U.S. Treasury Secretary Timothy Geithner unveiled an overall framework on March 26, 2009. The framework lists four core areas for reform: identifying systemic risk; protecting consumers and investors; eliminating gaps in our regulatory structure; and fostering international coordination.
Geithner discussed details on identifying systemic risk and promised the other sections would be fleshed out in the weeks ahead.
To address systemic risk, Geithner called for several changes to current law. He wants expanded regulatory power over financial firms other than banks, to oversee any "systematically important firm." Identifying those firms should be based on what they do, he said in testimony before Congress.
"We must end the practice of allowing banks and other financial companies to choose their regulator simply by changing their charters; regulators must choose who to regulate," he said.

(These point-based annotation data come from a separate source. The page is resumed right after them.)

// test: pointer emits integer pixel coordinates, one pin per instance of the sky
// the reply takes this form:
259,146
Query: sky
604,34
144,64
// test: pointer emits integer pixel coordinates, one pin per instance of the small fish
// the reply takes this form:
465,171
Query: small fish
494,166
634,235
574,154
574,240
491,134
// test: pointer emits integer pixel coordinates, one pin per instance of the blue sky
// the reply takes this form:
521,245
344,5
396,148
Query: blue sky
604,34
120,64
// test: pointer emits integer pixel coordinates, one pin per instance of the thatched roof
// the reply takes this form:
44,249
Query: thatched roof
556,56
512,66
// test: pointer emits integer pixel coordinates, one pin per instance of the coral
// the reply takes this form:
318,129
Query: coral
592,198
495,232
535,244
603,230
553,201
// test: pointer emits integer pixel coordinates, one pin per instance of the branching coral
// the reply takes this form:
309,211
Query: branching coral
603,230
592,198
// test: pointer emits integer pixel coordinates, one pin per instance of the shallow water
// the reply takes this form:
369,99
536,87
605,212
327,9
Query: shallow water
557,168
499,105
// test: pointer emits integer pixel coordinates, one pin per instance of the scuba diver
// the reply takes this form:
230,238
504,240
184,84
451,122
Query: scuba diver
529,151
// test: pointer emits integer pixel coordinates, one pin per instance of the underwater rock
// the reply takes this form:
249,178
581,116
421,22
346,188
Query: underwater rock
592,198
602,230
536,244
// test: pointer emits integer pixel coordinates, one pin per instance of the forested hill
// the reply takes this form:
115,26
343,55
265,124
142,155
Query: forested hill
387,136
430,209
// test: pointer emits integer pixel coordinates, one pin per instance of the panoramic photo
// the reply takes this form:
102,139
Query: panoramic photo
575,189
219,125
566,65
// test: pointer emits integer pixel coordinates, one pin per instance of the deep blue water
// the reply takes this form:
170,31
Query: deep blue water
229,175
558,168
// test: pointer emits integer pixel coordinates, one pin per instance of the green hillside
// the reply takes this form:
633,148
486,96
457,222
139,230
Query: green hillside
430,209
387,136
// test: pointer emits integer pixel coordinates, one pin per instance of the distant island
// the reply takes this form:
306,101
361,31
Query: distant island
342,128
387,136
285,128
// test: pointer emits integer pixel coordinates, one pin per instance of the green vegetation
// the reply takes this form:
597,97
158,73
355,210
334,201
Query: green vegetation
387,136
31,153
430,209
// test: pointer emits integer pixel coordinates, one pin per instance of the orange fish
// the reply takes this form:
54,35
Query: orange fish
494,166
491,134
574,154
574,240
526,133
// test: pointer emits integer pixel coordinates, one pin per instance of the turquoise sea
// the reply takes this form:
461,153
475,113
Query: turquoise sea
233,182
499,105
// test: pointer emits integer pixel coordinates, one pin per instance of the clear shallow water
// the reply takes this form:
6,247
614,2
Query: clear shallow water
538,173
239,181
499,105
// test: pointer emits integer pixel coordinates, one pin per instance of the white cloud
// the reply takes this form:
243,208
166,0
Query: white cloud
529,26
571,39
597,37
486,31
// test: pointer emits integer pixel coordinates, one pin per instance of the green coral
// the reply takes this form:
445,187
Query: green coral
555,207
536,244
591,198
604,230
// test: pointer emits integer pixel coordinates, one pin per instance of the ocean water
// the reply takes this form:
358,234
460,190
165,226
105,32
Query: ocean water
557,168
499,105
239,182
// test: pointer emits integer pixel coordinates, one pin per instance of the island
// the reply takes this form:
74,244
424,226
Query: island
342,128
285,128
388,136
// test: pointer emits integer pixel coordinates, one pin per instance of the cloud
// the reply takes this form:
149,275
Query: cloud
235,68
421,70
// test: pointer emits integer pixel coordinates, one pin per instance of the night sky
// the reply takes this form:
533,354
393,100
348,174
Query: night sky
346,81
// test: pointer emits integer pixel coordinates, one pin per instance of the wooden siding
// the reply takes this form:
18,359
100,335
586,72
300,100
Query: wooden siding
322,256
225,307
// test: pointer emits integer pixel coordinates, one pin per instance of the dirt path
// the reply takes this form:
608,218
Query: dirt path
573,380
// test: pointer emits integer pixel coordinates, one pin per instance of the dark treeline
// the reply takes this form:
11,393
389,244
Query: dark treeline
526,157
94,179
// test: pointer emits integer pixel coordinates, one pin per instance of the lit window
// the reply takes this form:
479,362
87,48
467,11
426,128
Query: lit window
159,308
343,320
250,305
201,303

The government should also raise standards on capital and risk management; require the registration of hedge funds with assets under management above "a moderate threshold," begin comprehensive oversight for the over-the-counter derivatives market, and enact new requirements for money market funds.
We should emphasize that the Obama administration seems to be laying out guiding principles before draft legislation is made public. In other words, Obama has a long way to go. But the process has begun, and there seems to be broad agreement in Congress that some sort of regulatory overhaul is necessary. For now, we rate this promise In the Works.